American artist (born 1960)

Mark Amerika (born 1960, Miami, Florida) is an American visual artist, theorist, novelist and professor of Art and Art History at the University of Colorado. He is a graduate of the Literary Arts program at Brown University, where he received his MFA in creative writing in 1997.

Amerika's work has been exhibited internationally. In 2000, his net art work GRAMMATRON was selected for the Whitney Biennial of American Art. Other exhibitions of his work have taken place in the Denver Art Museum, the Institute of Contemporary Arts in London, and the Walker Art Center. In 2009–2010, The National Museum of Contemporary Art in Athens, Greece, hosted Amerika's comprehensive retrospective exhibition entitled UNREALTIME. In 2009, Amerika released Immobilité, generally considered the first feature-length art film shot on a mobile phone. He is the author of many books, including The Kafka Chronicles, Sexual Blood, META/DATA: A Digital Poetics and remixthebook.

Amerika is the publisher of the Alt-X Online Network, a website of online art, literature and new media theory that he began as a Gopher site in late 1992. The site includes the Alt-X e-book press, early versions of the electronic book review, Alt-X Audio, the Hyper-X net art gallery, and interviews with both mainstream and alternative literary writers from the late 20th century. His Avant Pop Manifesto was first released on Alt-X in 1993.

Amerika's art work "Museum of Glitch Aesthetics" was commissioned by the Abandon Normal Devices Festival in conjunction with the London 2012 Olympics.

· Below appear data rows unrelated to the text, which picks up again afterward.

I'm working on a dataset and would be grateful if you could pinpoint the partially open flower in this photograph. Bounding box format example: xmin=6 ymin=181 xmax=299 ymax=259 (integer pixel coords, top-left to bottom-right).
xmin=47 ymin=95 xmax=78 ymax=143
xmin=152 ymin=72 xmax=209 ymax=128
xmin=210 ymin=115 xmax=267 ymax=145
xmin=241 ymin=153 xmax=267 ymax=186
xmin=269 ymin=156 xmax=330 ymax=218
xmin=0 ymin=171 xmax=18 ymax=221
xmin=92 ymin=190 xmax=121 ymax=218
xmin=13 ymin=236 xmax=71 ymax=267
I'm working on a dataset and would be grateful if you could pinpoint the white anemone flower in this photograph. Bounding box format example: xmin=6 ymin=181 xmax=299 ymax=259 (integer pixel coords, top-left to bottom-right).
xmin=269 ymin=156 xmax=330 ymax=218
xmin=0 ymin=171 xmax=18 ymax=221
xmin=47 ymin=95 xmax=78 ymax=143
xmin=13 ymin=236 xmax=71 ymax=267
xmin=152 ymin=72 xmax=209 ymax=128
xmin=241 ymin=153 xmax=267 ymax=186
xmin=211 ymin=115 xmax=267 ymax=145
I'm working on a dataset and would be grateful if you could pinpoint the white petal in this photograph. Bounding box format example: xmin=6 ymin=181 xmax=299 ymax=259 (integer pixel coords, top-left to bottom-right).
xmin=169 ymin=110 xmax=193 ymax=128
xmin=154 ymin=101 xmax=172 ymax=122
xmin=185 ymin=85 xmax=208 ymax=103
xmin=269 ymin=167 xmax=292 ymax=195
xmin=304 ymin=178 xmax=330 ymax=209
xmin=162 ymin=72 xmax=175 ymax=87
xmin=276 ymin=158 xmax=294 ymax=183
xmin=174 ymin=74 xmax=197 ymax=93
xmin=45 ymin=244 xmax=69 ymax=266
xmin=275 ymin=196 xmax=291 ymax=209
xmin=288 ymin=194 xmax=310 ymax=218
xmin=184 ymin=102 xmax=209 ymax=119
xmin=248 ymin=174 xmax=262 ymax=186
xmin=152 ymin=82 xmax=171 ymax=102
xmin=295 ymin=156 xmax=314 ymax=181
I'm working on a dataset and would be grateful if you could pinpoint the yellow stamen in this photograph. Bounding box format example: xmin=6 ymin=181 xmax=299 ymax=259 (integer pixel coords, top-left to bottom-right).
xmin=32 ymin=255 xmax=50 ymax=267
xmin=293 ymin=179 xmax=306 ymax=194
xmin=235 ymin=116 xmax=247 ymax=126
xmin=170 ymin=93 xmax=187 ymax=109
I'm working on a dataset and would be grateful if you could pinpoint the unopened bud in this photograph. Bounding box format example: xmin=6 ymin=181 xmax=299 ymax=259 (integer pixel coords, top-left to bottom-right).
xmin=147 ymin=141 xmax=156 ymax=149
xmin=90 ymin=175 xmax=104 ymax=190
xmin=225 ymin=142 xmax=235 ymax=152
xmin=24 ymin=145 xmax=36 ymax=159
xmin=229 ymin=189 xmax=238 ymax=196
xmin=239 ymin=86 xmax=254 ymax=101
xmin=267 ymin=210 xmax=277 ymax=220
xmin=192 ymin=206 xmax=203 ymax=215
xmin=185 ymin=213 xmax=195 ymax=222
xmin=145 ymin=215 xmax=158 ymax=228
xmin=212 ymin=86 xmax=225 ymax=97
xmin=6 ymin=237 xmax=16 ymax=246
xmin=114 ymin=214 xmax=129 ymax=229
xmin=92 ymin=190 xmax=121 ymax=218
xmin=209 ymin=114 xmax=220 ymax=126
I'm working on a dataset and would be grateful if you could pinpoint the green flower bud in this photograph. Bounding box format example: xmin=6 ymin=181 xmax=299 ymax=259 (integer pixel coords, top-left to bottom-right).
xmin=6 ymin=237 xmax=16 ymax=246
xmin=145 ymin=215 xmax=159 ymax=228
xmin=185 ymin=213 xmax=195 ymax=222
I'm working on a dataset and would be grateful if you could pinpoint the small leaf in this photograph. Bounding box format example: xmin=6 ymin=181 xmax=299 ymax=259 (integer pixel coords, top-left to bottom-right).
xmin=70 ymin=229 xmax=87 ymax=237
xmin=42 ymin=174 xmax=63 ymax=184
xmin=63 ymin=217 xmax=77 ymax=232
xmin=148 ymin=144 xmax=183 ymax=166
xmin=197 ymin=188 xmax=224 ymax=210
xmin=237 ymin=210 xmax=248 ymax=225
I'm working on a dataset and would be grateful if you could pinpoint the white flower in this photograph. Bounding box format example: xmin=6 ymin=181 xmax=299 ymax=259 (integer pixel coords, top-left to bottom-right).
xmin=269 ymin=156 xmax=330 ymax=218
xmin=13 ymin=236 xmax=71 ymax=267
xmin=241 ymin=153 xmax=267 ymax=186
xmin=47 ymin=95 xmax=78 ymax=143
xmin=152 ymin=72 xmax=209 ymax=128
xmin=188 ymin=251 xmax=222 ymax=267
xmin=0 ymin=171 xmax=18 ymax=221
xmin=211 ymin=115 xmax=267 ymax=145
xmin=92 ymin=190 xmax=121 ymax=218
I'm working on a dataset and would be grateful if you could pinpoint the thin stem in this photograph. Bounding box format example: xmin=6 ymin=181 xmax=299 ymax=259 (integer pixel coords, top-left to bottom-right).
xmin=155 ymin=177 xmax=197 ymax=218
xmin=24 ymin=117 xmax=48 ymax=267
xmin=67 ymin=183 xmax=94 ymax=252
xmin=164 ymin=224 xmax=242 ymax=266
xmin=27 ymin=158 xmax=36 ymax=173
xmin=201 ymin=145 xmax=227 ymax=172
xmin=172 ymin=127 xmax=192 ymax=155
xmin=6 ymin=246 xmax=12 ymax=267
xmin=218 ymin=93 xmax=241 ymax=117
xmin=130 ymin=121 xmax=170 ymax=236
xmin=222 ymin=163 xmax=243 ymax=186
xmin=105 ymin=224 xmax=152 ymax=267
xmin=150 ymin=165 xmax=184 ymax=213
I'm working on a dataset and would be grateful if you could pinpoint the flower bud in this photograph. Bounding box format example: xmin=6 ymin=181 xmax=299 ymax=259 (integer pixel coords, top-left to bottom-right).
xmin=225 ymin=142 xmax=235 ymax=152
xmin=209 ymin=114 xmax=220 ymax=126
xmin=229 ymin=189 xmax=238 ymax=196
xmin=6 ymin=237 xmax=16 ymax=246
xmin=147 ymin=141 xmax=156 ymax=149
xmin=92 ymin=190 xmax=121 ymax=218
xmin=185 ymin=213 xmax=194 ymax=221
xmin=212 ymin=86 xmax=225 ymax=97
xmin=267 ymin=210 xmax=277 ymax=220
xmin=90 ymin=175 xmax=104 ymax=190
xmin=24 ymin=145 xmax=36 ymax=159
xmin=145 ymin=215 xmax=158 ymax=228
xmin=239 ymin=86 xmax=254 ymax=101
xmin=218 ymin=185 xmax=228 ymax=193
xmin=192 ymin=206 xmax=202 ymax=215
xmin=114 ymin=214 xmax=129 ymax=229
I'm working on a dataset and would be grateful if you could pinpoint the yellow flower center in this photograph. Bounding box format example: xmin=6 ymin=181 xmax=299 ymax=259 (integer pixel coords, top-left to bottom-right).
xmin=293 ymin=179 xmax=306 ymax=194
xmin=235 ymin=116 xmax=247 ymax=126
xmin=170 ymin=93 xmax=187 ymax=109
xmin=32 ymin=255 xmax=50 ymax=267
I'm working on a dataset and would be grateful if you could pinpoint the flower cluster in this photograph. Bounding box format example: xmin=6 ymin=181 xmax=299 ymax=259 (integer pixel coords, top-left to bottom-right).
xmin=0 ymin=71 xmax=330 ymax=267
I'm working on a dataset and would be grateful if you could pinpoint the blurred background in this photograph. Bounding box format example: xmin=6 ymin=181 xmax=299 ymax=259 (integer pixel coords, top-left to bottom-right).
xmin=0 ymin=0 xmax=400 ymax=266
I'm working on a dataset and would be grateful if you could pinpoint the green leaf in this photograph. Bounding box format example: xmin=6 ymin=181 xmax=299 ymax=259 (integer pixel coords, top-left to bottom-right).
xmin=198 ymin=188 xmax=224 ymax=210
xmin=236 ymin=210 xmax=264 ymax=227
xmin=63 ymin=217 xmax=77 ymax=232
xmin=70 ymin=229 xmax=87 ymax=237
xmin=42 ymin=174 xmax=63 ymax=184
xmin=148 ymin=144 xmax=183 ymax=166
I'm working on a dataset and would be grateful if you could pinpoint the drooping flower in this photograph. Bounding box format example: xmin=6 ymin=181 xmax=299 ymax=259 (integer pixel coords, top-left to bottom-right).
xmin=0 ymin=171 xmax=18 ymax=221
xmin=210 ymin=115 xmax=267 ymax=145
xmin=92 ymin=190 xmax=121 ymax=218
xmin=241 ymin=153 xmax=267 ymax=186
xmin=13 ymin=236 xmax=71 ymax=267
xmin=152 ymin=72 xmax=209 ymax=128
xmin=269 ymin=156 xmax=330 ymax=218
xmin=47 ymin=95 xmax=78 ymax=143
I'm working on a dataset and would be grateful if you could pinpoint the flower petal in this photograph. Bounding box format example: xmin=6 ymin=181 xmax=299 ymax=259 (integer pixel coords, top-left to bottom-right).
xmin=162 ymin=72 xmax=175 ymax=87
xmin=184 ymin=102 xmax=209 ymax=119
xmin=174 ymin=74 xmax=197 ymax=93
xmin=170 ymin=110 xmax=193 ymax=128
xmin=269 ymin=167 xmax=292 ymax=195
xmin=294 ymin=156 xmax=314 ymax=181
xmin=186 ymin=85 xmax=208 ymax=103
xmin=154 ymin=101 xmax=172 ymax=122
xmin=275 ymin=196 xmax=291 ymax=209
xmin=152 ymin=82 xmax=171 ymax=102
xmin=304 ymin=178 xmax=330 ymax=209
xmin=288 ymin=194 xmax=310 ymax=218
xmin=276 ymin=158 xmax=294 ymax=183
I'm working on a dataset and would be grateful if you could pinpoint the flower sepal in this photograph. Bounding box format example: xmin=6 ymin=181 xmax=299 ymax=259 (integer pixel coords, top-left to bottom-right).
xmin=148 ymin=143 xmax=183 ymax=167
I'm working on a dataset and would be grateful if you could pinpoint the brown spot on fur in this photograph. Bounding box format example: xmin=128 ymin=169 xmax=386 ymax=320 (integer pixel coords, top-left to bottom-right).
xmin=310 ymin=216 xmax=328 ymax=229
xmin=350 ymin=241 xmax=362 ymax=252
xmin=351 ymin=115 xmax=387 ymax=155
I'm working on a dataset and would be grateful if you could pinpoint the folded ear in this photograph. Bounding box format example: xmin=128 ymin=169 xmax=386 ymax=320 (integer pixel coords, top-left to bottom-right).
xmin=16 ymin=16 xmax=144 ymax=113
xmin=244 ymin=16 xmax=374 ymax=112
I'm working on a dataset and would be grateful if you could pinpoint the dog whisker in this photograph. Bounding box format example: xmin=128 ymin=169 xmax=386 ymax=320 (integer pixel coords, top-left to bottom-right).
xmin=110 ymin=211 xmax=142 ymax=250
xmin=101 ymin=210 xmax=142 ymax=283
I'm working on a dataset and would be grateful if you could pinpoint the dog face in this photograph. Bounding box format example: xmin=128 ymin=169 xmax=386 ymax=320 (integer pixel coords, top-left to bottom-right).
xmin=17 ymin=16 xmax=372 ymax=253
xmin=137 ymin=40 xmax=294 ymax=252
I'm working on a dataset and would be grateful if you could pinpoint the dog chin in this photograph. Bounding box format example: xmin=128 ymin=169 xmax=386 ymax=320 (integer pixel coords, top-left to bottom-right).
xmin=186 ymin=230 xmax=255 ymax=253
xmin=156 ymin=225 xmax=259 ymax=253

The project was part of his survey exhibition Glitch. Click. Thunk at the University Art Galleries at the University of Hawaii.

In late 2013, he was the Labex Arts-H2H International Research Chair at the University of Paris 8. Prior appointments include Visiting International Professor at the Royal Melbourne Institute of Technology, the Honors Program at the National University of Singapore, University of Technology Sydney, and Falmouth University.

Amerika published Locus Solus (An Inappropriate Translation Composed in a 21st Century Manner) with Counterpath Press in 2014. The work is described as an "auto-translation / remix" of the French novel Locus Solus published by author Raymond Roussel one hundred years earlier in 1914. According to the book's afterword, Amerika, who does not read or write in French, composed the work using online translation programs.

In 2015, Amerika was appointed the founding director of a new doctoral program in Intermedia Art, Writing and Performance in the College of Media, Communication and Information at the University of Colorado. In 2017, Amerika was the first artist to be appointed a professor of distinction at the University of Colorado.